At the end of the sixties the failure of the ten million strong French general strike to develop in this way convinced Cliff he had been wrong to reject the Leninist Party but when he adopted it it was seen simply as an organisation, promoting existing struggles, (raising confidence), making the case for socialism, and preparing a centralised organistion for the great day. What was missing was the programme- the core of both Lenin and Trotsky’s conception. Without this all tactics become disconnected and lose their direction. Nowhere is this more obvious than in the various forms of the united front.
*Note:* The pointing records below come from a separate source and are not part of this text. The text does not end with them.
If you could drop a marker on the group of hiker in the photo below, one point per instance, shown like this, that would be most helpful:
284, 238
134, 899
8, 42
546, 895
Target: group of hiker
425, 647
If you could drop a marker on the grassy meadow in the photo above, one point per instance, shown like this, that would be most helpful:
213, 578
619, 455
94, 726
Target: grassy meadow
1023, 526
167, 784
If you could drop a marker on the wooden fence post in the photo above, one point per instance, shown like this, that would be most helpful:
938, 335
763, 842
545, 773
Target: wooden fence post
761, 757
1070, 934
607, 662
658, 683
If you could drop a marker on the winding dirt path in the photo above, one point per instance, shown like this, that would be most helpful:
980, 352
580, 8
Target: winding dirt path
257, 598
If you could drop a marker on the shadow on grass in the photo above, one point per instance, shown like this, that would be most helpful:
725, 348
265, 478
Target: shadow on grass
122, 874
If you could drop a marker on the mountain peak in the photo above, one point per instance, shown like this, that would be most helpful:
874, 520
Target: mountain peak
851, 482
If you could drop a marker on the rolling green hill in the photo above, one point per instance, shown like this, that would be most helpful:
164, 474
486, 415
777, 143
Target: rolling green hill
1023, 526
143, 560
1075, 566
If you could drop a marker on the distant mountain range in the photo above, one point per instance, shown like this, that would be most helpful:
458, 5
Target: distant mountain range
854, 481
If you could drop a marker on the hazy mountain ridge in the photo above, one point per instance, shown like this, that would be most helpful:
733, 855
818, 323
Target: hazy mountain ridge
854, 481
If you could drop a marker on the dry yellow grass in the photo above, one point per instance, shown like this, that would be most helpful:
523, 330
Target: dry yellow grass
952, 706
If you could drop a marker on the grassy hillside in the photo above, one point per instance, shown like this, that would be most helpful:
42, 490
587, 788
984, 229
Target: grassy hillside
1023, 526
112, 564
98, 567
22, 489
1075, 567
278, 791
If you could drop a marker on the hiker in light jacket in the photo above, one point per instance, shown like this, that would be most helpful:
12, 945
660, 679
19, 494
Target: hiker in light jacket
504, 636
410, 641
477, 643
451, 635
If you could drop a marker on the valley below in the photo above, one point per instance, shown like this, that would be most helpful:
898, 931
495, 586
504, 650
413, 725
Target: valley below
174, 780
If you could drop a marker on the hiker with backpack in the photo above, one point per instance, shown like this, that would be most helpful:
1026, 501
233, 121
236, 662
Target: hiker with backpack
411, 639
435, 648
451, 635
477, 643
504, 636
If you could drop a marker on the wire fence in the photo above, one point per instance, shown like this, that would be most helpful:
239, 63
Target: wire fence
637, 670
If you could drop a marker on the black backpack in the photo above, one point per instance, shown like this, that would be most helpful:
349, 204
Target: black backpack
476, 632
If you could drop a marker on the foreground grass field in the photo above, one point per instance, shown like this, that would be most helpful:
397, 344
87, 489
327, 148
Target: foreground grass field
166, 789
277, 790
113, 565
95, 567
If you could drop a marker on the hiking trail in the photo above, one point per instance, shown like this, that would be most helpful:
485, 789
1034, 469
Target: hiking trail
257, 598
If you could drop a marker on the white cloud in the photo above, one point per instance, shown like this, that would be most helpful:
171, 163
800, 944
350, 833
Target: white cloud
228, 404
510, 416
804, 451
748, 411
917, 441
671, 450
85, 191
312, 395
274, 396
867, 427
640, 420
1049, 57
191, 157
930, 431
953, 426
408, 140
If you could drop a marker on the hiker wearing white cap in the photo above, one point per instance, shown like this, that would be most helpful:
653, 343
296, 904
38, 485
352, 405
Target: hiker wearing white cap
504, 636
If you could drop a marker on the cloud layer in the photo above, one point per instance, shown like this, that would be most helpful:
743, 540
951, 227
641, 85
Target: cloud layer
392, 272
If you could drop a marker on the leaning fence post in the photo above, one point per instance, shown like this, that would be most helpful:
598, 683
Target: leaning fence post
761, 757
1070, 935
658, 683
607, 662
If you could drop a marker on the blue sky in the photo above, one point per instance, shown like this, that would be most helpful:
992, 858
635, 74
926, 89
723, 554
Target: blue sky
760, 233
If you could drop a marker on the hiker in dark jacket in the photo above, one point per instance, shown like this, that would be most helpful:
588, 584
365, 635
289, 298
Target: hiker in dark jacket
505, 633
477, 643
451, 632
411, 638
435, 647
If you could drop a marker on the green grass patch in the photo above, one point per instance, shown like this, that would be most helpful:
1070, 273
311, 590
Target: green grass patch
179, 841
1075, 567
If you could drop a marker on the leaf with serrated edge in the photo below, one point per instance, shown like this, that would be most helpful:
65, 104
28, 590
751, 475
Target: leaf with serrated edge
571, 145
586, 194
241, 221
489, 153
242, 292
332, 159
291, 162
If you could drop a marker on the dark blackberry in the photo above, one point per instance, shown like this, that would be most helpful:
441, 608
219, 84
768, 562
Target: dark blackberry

Revolutionaries must unite their agitation over today’s struggles and their propaganda for socialism by offering a programme of demands that take workers from the now towards socialism ­in short a transitional programme. For example, the RTW campaign must become more than merely a network of local support groups. Instead, if it is to play a national role, it needs to initiate and campaign for action to defeat the bosses and to offer policies to solve the crisis. That way it would offer workers a political and practical socialist alternative to Labour and the right.

The role of the party is therefore more than the SWP’s (either side) combination of organising struggles and making the case for socialism but is a body of the best militants who can fight for the leadership of workers armed with a revolutionary programme to lead the working class to socialism.

For that it certainly will have to use the united front: not some sort of
‘special Type’ where criticisms of misleaders are put on hold, but the revolutionary concept of the united front, where revolutionaries fight for the broadest participation of workers, youth, unemployed, ethnic groups and so on and for the best policies to win. In so doing revolutionaries will win significant sections of the working class away from reformists to revolutionary programme.

So what is our advice to the comrades of the SWP majority and to the minority who have left?

To the SWP members who see RTW as a serious step forward from the campaigns of the last decade and to the ex-Left faction we say: build RTW as a genuine united front drawing in as many trade union branches, trades councils as possible. Involve the union leaders too, those who are fighting, but with no promises to shield them from criticism above all for their own members when they surrender. Build RTW sections in every town and city, getting involved in every local dispute, every defence of local services. Launch a massive campaign to organise the unemployed, especially the youth and migrant workers and immigrant communities.

Use the general election not only to challenge Labour in a few constituencies but as a tribune from which to raise the call for a new working class, anticapitalist party.

We would encourage all participants of the debate to read our literature and to discuss with us about forging a real, revolutionary party and international.